Issues in the definition of “Popular Music” have already been discussed in this paper. It is therefore difficult to know whether all courses that address ‘popular music’ content have been included in this analysis. For the purposes of this analysis, the courses examined in this section are those which include “popular music” in the course title. Course titles with diminutions such as “pop music” and functionally synonymous phrases such as “music in popular culture” are also included. Courses which additionally included an indication in their title that they were specifically “popular music performance” courses have also been included for analysis.

157 popular music courses were identified, of which 28 were female majority, 27 were gender neutral and 102 were male majority (Figure 11). Of 75 popular music courses with n > 30 students, 66 were male majority (Figure 12). Also identified were 47 popular music performance courses, of which 2 were female majority, 5 were gender neutral and 40 were male majority (Figure 13). Of the 17 popular music performance courses with n > 30 students identified, all but one were significantly male majority. Succinctly, popular music is studied predominantly by men.

Figure 11. Gender demographics of popular music courses.

Figure 12. Gender demographics of popular music courses with n > 30 students.

Figure 13. Gender demographics of popular music performance courses.

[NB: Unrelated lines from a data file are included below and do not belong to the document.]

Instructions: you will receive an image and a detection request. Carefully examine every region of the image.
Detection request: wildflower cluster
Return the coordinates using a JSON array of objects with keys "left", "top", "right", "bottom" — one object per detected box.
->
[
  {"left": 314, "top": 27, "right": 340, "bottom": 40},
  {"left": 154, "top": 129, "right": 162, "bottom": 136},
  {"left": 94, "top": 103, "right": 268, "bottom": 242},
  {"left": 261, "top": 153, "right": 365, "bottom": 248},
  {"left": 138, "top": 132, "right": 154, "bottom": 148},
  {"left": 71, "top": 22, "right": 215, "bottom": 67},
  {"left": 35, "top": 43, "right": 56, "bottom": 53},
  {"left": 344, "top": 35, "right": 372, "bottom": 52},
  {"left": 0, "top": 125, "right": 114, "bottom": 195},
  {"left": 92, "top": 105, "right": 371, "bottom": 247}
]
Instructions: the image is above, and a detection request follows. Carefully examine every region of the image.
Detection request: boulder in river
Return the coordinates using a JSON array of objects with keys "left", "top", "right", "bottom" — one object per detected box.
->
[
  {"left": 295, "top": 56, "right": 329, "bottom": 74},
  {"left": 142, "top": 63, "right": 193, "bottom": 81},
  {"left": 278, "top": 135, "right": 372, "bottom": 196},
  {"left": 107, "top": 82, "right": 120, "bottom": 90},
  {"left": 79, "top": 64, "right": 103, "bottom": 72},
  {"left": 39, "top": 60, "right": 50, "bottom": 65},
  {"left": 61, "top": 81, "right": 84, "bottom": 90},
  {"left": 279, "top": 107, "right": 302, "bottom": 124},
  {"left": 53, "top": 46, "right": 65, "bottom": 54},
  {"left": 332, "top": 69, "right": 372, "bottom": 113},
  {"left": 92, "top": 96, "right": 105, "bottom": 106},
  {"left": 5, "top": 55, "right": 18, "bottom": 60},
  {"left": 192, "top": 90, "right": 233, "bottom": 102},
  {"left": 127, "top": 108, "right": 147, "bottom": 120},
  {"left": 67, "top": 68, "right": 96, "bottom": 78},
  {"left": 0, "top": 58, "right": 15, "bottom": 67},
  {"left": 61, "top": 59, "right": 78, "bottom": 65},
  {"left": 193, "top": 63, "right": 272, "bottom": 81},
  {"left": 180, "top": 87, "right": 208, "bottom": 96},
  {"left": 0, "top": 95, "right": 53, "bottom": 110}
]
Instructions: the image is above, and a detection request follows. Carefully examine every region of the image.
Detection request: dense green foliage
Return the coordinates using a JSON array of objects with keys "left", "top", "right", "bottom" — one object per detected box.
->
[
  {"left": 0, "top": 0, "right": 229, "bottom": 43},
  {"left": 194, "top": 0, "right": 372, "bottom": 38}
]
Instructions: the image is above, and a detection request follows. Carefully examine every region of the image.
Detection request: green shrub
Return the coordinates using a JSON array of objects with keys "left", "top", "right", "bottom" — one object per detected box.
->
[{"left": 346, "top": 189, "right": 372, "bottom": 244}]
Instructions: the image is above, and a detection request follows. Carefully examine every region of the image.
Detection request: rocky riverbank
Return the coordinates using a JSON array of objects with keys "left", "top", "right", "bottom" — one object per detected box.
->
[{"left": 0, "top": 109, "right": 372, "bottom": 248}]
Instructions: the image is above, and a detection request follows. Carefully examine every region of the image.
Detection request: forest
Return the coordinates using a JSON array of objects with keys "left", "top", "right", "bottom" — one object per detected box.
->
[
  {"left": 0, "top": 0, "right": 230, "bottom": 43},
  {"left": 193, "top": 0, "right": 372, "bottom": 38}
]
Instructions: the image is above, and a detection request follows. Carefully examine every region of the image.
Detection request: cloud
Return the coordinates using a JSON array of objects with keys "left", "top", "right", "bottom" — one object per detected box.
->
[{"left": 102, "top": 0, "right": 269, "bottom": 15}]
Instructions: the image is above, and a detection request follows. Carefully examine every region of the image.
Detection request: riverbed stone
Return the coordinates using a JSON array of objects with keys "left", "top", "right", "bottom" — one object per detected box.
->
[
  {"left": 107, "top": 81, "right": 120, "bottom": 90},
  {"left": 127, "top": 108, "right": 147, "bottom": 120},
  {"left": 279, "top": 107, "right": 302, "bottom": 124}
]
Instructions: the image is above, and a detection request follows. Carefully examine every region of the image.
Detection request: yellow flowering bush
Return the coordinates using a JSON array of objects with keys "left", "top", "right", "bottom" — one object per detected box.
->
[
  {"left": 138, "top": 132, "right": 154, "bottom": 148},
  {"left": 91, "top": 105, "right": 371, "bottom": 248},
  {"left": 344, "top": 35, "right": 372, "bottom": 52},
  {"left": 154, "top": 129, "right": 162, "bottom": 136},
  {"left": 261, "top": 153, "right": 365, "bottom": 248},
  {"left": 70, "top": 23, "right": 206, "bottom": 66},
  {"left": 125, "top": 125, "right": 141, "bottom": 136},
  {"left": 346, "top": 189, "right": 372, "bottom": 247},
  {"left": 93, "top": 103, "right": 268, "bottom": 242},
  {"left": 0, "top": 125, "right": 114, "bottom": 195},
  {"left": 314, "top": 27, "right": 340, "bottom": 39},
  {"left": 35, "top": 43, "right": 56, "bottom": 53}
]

This data reflects existing observations of popular music as having a historically problematic relationship with gender, especially within education (Bennett, Reference BENNETT2017; Björck, Reference BJÖRCK2011; Green, Reference GREEN2002; MacDonald et al., Reference MACDONALD, HARGREAVES and MIELL2002; McClary, Reference MCCLARY1991; Whiteley, Reference WHITELEY1997). Relationships between popular music and music technology are also well known, which may explain some of the similarities in gender demographics between the two areas of study.

Music and theatre

Courses which combine music and theatre predominantly those referred to as “musical theatre” degrees, or some variation thereof (e.g., University of Chichester refers to it as the “Triple Threat” degree). Some courses will include music performance skills such as the teaching of an instrument, and some courses include areas outside of performance for either music, drama or theatre (e.g., stage management, history of music/stage, others). However, the predominant content of courses in this category is courses which combine the three elements of music theatre: singing, acting and dancing.

Based on responses to FOIA requests, Musical Theatre seems to be envisaged as a ‘drama’ subject in higher education – perhaps as performances of music theatre are typically couched in a specifically dramatic context (e.g., a stage or a theatre). Indeed, there were no examples of musical theatre courses taught by a Music department. All courses were taught by Drama departments, or by a department that combined the ‘performing arts.’ An ancillary question could be raised, therefore: why does HESA places “Musical Theatre” in the “Music” category, rather than the “Drama” category? It is not completely clear. However, as this paper focused predominantly on music departments, it should be noted that data surrounding musical theatre should be taken only as indicative.

Of the 123 course populations in the data set, 109 were female majority, 8 were gender neutral and only 6 were male majority (Figure 14). To some extent this should be expected: the connected areas of dance and drama are both identified in HESA data as being predominantly female in the general university population: 85.2% female and 69.1% female, respectively, in the 2018–2019 academic year (HESA, 2020e).

Figure 14. Gender demographics of courses combining music and drama.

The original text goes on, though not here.